San Francisco Tries to Save City College

     SAN FRANCISCO (CN) – San Francisco on Thursday sued the state’s Accrediting Commission for Community and Junior Colleges to keep the City College of San Francisco – one of the largest community colleges in the country – from losing its accreditation.
     Political bias was behind the decision to strip City College of San Francisco of its accreditation, City Attorney Dennis Herrera said in his lawsuit in Superior Court.
     On behalf of the people of California, Herrera asks a judge to vacate the commission’s decision.
     The Accrediting Commission for Community and Junior Colleges, based in Novato, is charged with evaluating California’s 112 community colleges.
     Herrera accuses the commission of acting on a political agenda that violates the school’s stated mission of open access. The school serves about 100,000 students a year on nine campuses, according to its website.
     “For many years, City College of San Francisco has embraced this open access mission, providing access to educational and vocational training for diverse ethnic and socio-economic communities in San Francisco.
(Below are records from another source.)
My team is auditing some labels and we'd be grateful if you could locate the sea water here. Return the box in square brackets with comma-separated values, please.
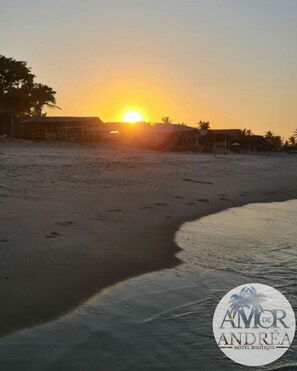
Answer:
[0, 200, 297, 371]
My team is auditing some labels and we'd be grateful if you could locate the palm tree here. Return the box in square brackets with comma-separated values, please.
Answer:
[161, 116, 173, 124]
[197, 121, 210, 130]
[230, 287, 265, 317]
[288, 135, 296, 147]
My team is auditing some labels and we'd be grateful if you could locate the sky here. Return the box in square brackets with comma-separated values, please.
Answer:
[0, 0, 297, 138]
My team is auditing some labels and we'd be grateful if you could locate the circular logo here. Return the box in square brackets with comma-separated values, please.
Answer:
[213, 283, 296, 366]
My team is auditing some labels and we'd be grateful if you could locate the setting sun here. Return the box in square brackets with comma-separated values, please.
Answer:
[124, 111, 142, 123]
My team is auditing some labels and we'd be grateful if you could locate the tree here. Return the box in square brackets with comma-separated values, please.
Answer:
[161, 116, 173, 124]
[264, 131, 283, 149]
[0, 55, 59, 117]
[197, 121, 210, 130]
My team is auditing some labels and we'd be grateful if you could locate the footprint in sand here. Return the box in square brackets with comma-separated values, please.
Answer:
[56, 220, 75, 227]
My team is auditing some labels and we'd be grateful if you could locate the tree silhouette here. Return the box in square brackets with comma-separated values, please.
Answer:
[161, 116, 173, 124]
[0, 55, 58, 117]
[197, 121, 210, 130]
[265, 131, 283, 149]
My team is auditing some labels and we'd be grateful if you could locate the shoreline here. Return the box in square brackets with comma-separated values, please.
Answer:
[0, 144, 297, 336]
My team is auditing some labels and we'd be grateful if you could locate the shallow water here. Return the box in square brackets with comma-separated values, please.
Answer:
[0, 201, 297, 371]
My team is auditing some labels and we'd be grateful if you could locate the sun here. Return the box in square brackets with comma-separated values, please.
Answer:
[124, 111, 142, 124]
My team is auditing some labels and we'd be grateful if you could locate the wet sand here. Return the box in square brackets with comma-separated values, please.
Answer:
[0, 143, 297, 335]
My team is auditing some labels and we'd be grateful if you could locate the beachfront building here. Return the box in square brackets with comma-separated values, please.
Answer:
[17, 116, 103, 141]
[231, 135, 273, 152]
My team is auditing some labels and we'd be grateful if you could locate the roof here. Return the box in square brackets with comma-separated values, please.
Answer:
[209, 129, 240, 136]
[97, 122, 197, 134]
[21, 116, 102, 124]
[147, 123, 197, 133]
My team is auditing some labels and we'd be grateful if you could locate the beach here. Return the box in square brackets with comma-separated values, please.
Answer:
[0, 141, 297, 342]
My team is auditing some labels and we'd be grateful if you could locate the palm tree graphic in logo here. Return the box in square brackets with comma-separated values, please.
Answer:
[229, 287, 266, 319]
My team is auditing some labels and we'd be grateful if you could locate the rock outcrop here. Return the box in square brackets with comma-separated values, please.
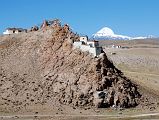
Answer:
[0, 20, 141, 110]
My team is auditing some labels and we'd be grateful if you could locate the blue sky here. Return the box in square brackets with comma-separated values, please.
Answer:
[0, 0, 159, 37]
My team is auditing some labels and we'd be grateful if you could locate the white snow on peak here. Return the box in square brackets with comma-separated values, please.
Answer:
[93, 27, 131, 40]
[92, 27, 154, 40]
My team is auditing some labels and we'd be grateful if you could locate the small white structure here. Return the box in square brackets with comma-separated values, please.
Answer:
[3, 28, 27, 35]
[73, 36, 102, 57]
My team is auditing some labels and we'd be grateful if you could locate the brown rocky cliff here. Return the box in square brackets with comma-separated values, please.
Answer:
[0, 26, 140, 110]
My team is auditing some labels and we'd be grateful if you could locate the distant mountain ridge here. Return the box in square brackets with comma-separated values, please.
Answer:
[91, 27, 155, 40]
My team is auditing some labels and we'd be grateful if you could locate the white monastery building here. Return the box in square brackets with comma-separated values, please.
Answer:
[73, 36, 102, 57]
[3, 28, 27, 35]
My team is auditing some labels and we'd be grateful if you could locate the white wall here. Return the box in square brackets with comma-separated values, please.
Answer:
[3, 30, 13, 35]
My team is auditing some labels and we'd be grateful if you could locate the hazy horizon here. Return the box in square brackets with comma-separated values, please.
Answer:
[0, 0, 159, 37]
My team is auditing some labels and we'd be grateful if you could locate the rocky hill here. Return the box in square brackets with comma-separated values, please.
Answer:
[0, 21, 141, 111]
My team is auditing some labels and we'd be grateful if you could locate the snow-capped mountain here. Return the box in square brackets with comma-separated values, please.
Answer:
[91, 27, 152, 40]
Without City College, tens of thousands of students would have no viable option for higher education or vocational training,” Herrera says in the complaint.
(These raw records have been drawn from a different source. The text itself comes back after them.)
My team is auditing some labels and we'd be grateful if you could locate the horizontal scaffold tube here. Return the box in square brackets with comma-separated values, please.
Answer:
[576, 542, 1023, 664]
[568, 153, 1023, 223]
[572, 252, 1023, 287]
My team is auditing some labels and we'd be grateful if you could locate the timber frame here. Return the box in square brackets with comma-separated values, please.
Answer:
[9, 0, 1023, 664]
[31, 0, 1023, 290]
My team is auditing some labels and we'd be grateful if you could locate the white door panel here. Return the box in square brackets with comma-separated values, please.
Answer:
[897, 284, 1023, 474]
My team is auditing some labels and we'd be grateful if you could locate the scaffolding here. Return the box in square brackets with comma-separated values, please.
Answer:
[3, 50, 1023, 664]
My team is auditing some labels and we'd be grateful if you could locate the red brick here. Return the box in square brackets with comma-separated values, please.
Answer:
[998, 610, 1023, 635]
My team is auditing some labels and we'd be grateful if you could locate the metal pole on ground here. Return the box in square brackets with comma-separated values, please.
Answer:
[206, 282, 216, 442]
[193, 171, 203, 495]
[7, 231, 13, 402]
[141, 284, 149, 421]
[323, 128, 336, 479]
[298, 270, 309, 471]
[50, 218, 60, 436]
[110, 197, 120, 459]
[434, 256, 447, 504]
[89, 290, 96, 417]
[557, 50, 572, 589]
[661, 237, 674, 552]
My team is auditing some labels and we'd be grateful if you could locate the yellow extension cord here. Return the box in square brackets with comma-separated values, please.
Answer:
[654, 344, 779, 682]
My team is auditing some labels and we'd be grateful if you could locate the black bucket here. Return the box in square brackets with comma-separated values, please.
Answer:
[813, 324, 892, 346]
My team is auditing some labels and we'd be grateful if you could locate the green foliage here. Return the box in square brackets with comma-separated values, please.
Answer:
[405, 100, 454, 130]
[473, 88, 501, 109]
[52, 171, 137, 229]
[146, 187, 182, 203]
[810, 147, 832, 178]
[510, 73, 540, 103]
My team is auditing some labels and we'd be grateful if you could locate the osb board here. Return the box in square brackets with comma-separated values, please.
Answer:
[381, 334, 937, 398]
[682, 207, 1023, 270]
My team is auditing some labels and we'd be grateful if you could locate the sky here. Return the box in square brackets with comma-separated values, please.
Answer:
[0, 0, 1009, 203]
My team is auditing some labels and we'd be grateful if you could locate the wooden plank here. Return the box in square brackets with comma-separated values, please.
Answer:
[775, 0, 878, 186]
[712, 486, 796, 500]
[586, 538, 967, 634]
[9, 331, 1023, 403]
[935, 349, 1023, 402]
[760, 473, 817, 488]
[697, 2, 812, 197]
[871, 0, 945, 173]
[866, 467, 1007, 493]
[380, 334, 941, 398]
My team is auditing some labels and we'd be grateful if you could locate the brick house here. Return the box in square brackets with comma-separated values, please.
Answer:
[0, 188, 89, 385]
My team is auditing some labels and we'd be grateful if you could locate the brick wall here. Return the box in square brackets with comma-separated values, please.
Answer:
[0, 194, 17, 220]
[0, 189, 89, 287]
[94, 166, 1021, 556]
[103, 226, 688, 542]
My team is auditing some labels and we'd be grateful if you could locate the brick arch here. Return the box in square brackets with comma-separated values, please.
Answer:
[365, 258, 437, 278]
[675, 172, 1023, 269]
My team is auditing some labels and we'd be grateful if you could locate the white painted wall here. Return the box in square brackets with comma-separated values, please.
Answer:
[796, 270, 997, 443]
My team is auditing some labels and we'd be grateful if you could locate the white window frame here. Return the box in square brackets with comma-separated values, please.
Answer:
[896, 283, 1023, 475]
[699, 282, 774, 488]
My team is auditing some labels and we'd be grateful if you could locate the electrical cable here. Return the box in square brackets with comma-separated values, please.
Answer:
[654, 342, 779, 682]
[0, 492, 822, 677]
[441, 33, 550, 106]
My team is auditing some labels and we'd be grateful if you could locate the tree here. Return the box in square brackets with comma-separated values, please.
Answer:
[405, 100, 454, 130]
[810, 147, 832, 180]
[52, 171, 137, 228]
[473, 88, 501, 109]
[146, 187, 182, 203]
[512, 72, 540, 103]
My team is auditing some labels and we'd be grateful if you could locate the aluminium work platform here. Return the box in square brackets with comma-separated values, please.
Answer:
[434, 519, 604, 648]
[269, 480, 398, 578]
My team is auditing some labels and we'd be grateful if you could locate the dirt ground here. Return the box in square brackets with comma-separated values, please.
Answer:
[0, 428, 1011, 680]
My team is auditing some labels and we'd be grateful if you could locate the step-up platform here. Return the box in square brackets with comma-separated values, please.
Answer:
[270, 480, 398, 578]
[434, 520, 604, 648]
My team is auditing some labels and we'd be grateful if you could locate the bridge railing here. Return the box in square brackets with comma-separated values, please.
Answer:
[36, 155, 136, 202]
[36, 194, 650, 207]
     In July 2012, the commission put the school on notice to show marked improvement in its staffing decisions and financial management, or prepare for closure.
     In July this year, saying it was dissatisfied with the school’s progress, the commission decided to terminate the college’s accreditation.
     Herrera claims that decision was made “despite the fact that City College made significant efforts to improve its financial, administrative, and educational policies.”
     The school will remain open during a one-year review and appeal period, which ends July 31, 2014.
     The consequences of losing accreditation would be dire for the school and its students, depriving both of state and federal funds.
     Herrera claims the commission, which is part of the Western Association of Schools and Colleges (WASC), one of several accrediting agencies in the country, was swayed by politics and money.
     In 2011, the Lumina Foundation, which Herrera says has ties to the student loan and for-profit college industries and the conservative American Legislative Exchange Council, gave $1.5 million to WASC.
     “For the last two years, there has been a heated discussion (in the Legislature and the Board of Governors of California Community Colleges) about the future of California’s community colleges, with City College faculty and staff taking the lead as vocal advocates in the fight to maintain community colleges for anyone seeking educational and vocational training opportunities,” the lawsuit states. “Others, however, are pushing an agenda that would fundamentally change and limit the mission of community colleges in California.
     “Defendant … has been an outspoken advocate of the push to eliminate the open access mandate for California’s community colleges – actively supporting controversial task force recommendations and legislation that would eliminate the open access policy in favor of a narrower junior college model focused on degree completion.”
     For example, Herrera says in the complaint, the commission was behind legislation intended to allow fee waivers only for students who could indentify their education and career goals at enrollment.
     City College and other open-access advocates found law SB 1456, the Seymour-Campbell Student Success Act of 2012, “highly objectionable,” Herrera says in the complaint.
     Herrera claims that pressure by students, the school’s board of trustees and the Guardsman, the school newspaper, forced significant changes that were a “vast improvement over the initially introduced bill.”
     The commission was evaluating the City College’s accreditation even as it fought the school over public policy, Herrera says.
     Commission President Barbara A. Beno hired her own husband to serve on the evaluation team whose report led to the decision, according to the lawsuit.
     “While publically opposing City College’s open access mission, the ACCJC was in the
     midst of evaluating City College for reaffirmation of its accreditation,” the complaint states. “As evidenced by the ACCJC’s evaluation and sanction of City College, the ACCJC – a private entity with no public accountability and unfettered discretion to set accreditation standards and evaluate colleges’ compliance with those standards – has used the accreditation process to squelch public debate on the breadth of the mission to be served by community colleges in California.
     “To this date, the ACCJC refuses to acknowledge the conflict of interest it created by evaluating City College while actively lobbying the BOG [Board of Governors] and the California Legislature to end the open access policy for which City College has strenuously advocated.
     “By ignoring the conflict created by its actions, undertaking an evaluation process that violated several provisions of federal law, and ultimately voting to terminate City College’s accreditation in retaliation for City College having embraced and advocated a different vision for California’s community colleges than the ACCJC itself, the ACCJC violated California’s Unfair Competition Law, Business and Professions Code Section 17200 et seq.”
     Herrera asks the court “to vacate the improper Show Cause and Termination decisions against City College,” to “(e)njoin the ACCJC from engaging in accreditation evaluations of any of California’s 112 community colleges in a manner that violates applicable federal or state law,” and to fine the commission $2,500 for each “unlawful or unfair act” that violated the Business and Professions Code, plus costs.